4/01/2015

- Bebé.



Ayer vi una foto suya. No quiero sonar ruda o algo así, pero esa foto fue una de las pocas en las que salió bien. Salió... hermoso. Y eso me quiso amarlo más. No sé si es porque me demostró que sigue siendo una cara bonita para mí o porque en su mirada encontré algo que me hizo sentir reconfortante, algo que me hizo sentir como si estuviera en casa, como si viviera las cosas del pasado, cosas que son tan apreciadas por mí que hasta la actualidad siguen rondando en mi mente. Sí, todos sabremos, al leer esta entrada, que estoy hablando de los actos estúpidos que cometí mientras tuve contacto con él y de los cuales no me arrepiento.

No sé muy bien el tema de esta entrada. Yo solamente quería hablar de él. Lo extraño, quiero volver solo para verlo y todo lo demás ya lo deben saber. No puedo evitar pensar en él, así como tampoco puedo evitar imaginarme cómo hubieran sido las cosas de no haber repetido. No puedo evitarlo. Si aquello es un crimen, está de más decir que soy culpable. Y no crean que voy libre por la vida, saltando en una pata y canturreando "voy recordando cosas de él sin consecuencia alguna". No. Tengo una consecuencia, una terrible: estoy presa. Mi mente sigue allá, y me mortifica. Todas las cosas que hago, cada recuerdo suyo que aparece en su mente, me condena y me mortifica.

No quiero sonar exagerada. No quiero decir "mi amor por él quema con la intensidad de mil soles". No, no. ¿Por qué no? Pues porque no lo siento así. ¿Cómo lo veo? Como un amor-odio. Lo extraño. Lo amo. Lo quiero. Pero a la vez lo odio. A la vez tengo ganas de pegarle y decirle las cosas malas que pasan por mi mente.

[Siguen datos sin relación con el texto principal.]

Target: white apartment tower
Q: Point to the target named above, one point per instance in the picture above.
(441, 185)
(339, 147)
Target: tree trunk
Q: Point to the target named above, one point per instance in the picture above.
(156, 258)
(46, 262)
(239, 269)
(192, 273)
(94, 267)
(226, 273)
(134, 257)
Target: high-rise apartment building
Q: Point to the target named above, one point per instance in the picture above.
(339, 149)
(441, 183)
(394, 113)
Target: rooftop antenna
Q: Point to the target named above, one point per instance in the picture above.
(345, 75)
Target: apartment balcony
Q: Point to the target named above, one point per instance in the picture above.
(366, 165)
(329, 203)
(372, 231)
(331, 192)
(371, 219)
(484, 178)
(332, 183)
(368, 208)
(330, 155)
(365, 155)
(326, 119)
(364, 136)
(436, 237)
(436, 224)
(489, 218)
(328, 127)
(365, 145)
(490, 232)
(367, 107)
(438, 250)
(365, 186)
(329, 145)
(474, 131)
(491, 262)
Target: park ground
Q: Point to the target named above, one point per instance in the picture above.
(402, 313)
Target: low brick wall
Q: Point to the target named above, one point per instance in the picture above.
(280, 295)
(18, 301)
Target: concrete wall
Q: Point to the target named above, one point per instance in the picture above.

Es raro. No es raro que siga viviendo en el pasado, que me siga preguntando qué es lo que tenía conmigo. Digo, soy Mariana, es obvio que eso es lo que pasa en mí la mayoría de las veces. Me mortifico por cosas que ya pasaron sin importarme el presente que estoy viviendo. En la actualidad digo, admito, confieso que el presente me importa una mierda y que lo único que me haría feliz sería volver a finales del dos mil once o al dos mil doce para poder verlo, para poder jugarle, para poder arreglar mis errores. Lo que es raro es esta sensación de obsesión en exceso que atrapa mi mente cada vez que me hago preguntas sobre él, sobre su vida.

Escribí poco para lo que tenía pensado escribir. Supongo que esto sería algo así como "Leandro: Entrega I".